Moving on to Slide number nine, I will provide a quick overview of our segment financials. In Q1, infrastructure and Advanced facilities operating profit increased by 26% in total and 25% on a constant-currency basis versus last year. PA Consulting results reflect roughly flat revenue performance year-on-year, but very good execution on the bottom-line. Q1 operating profit increased 22.6% year-over-year and 19.6% on a constant-currency basis. We remain encouraged by recent bookings and anticipate revenue growth for PA Consulting will improve in fiscal '25 as the year progresses.
Moving on to Slide number 10, we provide an overview of cash generation and balance sheet data. For Q1, free-cash flow was healthy at $97 million and we repurchased $202 million in shares, a sequential increase of $145 million. This combination resulted in our net leverage ratio remaining relatively flat at 1.1 times on an LTM adjusted EBITDA basis as of Q1. I'd note this remains below the midpoint of our 1.0 times to 1.5x net leverage target.
As we look-ahead, we expect free-cash flow for the full-year to be similar to our previous expectation, but with a more back-half weighted cadence. This is a function of higher cash tax payments in Q1 and Q2, which we expect to step-down in Q3. Our balance sheet strength will enable continued investment in the business as well as returns to shareholders via share repurchases and long-term dividend growth. At the end of Q1, we had $271 million in remaining authorization.
Notably, we're pleased that our Board of Directors just approved a new $1.5 billion share repurchase authorization, which is the largest in company history. Our commitment to return capital to shareholders is evidenced by our $0.32 per share dividend, representing 10% year-over-year growth as well as our meaningful increase in share repurchase activity in the first-quarter.
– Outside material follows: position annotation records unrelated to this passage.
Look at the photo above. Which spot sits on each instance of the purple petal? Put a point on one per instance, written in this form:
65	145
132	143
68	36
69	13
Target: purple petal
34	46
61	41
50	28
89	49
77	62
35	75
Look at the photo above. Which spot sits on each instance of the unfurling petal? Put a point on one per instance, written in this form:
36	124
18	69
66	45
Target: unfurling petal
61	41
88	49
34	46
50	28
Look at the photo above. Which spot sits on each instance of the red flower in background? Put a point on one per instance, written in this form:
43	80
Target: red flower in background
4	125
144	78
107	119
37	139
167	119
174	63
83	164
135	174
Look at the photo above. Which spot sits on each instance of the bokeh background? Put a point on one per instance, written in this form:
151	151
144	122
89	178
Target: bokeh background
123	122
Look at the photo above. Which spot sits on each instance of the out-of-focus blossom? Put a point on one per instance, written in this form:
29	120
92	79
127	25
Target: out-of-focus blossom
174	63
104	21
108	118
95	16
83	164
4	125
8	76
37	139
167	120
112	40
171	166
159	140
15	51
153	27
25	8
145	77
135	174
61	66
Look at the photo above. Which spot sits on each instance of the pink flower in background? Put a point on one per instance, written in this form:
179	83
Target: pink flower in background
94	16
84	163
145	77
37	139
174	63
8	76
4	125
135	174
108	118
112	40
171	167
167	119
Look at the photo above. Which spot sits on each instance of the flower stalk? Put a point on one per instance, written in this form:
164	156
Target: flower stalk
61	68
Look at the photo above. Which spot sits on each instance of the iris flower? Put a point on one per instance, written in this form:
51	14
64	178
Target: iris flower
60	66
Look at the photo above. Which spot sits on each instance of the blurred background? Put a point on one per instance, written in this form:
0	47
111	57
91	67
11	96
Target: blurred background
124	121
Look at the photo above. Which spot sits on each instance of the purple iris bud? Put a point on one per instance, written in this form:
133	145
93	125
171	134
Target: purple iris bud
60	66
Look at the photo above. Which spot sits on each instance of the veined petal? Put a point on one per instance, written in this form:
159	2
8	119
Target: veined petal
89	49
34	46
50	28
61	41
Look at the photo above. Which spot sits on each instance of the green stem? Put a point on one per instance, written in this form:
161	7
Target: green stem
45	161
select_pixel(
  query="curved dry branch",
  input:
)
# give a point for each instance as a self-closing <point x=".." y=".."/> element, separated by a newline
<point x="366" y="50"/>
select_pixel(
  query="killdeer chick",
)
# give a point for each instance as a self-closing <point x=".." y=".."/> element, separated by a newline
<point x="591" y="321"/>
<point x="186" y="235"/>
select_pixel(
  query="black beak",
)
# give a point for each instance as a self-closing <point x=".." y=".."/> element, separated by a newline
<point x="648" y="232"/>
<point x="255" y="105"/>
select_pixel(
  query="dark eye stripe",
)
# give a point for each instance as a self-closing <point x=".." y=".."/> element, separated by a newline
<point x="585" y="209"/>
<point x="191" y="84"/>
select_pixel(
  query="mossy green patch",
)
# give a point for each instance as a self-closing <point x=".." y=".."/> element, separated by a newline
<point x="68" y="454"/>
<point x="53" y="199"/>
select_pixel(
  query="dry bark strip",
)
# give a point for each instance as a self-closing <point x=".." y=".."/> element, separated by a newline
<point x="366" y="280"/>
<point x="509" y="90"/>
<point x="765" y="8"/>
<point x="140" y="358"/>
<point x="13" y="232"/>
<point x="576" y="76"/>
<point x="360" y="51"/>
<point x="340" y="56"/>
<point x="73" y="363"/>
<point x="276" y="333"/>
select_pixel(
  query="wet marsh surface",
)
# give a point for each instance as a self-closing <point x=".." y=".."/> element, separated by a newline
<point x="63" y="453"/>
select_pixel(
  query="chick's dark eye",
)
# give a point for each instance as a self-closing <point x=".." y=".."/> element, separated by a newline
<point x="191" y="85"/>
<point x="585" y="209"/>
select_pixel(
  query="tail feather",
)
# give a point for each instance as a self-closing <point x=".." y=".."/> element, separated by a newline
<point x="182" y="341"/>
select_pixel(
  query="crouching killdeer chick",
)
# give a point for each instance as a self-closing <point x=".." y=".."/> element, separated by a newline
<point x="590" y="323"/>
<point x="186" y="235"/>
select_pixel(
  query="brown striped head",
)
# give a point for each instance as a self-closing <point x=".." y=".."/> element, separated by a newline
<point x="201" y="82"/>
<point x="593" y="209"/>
We plan to continue repurchasing our shares at what we consider to be an aggressive pace in Q2.
Additionally, in-line with my comments from last quarter, we continue to expect to disposition our stake in Momentum in the first-half of calendar '25, further aiding our financial position.
Finally, please turn to Slide 11. We reiterate our fiscal '25 outlook for adjusted net revenue to grow mid to-high single-digits year-over-year. Adjusted EBITDA margin to range from 13.8% to 14% and reported free-cash flow conversion to be more than 100%. We are raising our adjusted EPS guidance range from $5.80 to $6.20 to a new range of $5.85 to $6.20 to reflect good first-quarter performance as well as our lower share count expectations. The midpoint of our guidance range for adjusted EPS would indicate over 14% growth year-over-year and the midpoint of our guidance range for adjusted EBITDA indicates approximately 15% growth year-over-year, highlighting our continued positive outlook for the business this year.
To assist with your modeling, I will quickly highlight a few items related to fiscal '25. We anticipate revenue will rise sequentially through year-end with a more pronounced step-up between Q2 and Q3. Regarding margins, we ended-up seeing a greater-than-expected benefit from the Christmas holiday timing that shifted some profitability forward. As a result, we now anticipate Q2's adjusted EBITDA margin to be below that of Q1. However, we continue to have good line-of-sight to reaching our 13.8% to 14% margin guidance for the full-year and expect to see a nice step-up in margins as we head into the second-half of the year.
Lastly, we are monitoring FX movement, particularly conversion rates for the British pound. We took a somewhat conservative view toward FX in our original forecast and as a result, we aren't seeing a significant incremental headwind today. However, should the dollar strengthen from here, that would have an adverse translation effect on revenue and operating income.
In summary, we continue to be excited about the future of Jacobs and expect fiscal '25 to be a strong foundation on which we can build.
With that, I'll turn the call-back over to Bob.